Before gaining his freedom in 2008, McGowan spent 23 long years in Texas prisons for a rape he didn’t commit. His case is a stark reminder of the countless individuals who remain behind bars today for crimes they didn’t commit.
As is true in an overwhelming number of other wrongful convictions (75% of the 254 injustices overturned through DNA testing), McGowan was convicted based largely on an eyewitness misidentification. In his case, the victim was shown a photo lineup with seven men, where the photos included identifying information about the city where each man had been arrested. In his picture, McGowan was identifiable as one of the only three men in the lineup who had been arrested in the city where the crime was committed (Richardson, Texas), and when the victim told the supervising detective she “thought” McGowan was the offender, the detective insisted that she provide a yes or no answer, to which she answered yes. “I had to make a positive ID. I had to say yes or no,” the victim testified during the original trial.

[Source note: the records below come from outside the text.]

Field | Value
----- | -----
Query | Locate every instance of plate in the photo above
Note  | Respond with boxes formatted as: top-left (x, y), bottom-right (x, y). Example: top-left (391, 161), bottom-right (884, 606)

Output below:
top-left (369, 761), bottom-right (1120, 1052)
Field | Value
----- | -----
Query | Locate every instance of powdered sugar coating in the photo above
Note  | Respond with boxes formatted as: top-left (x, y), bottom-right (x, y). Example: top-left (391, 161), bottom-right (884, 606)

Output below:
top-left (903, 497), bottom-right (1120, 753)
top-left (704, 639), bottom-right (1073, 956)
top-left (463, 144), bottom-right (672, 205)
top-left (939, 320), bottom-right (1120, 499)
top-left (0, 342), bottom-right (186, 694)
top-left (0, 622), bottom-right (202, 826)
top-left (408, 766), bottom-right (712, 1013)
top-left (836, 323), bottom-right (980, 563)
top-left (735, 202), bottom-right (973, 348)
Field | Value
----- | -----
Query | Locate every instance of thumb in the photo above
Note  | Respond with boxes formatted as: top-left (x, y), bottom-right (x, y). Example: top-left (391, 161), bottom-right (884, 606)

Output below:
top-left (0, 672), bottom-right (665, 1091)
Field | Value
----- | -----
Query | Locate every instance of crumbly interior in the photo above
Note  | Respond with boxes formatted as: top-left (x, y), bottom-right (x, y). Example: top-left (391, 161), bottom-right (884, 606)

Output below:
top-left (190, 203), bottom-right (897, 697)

Procedural missteps (in this case, the inconsistencies in the photographs included in the lineup and the supervising detective’s possibly inadvertent but significant expression of a bias), however small, can color a jury’s impressions during trial. McGowan is one of 20 men to be exonerated in Dallas County since 2001, the most exonerations in a single county in the U.S.. While in prison, McGowan sought out the assistance of the Innocence Project, which in turn collaborated with the Dallas District Attorney’s recently established Conviction Integrity Unit to secure a DNA test of the biological evidence collected at the time of the crime. The DNA tests not only confirmed McGowan’s innocence, but identified the true perpetrator, a convicted rapist who was in the original photo lineup from which the victim misidentified McGowan in the first place. In 111 DNA exoneration cases, the real perpetrator has also been identified.
Post-conviction DNA testing is critical in cases like McGowan’s because it serves not only to exonerate the innocent but also to identify the guilty. “A person wrongfully convicted is a victim, and the person who did it is still out there,” Dallas District Attorney Craig Watkins said recently.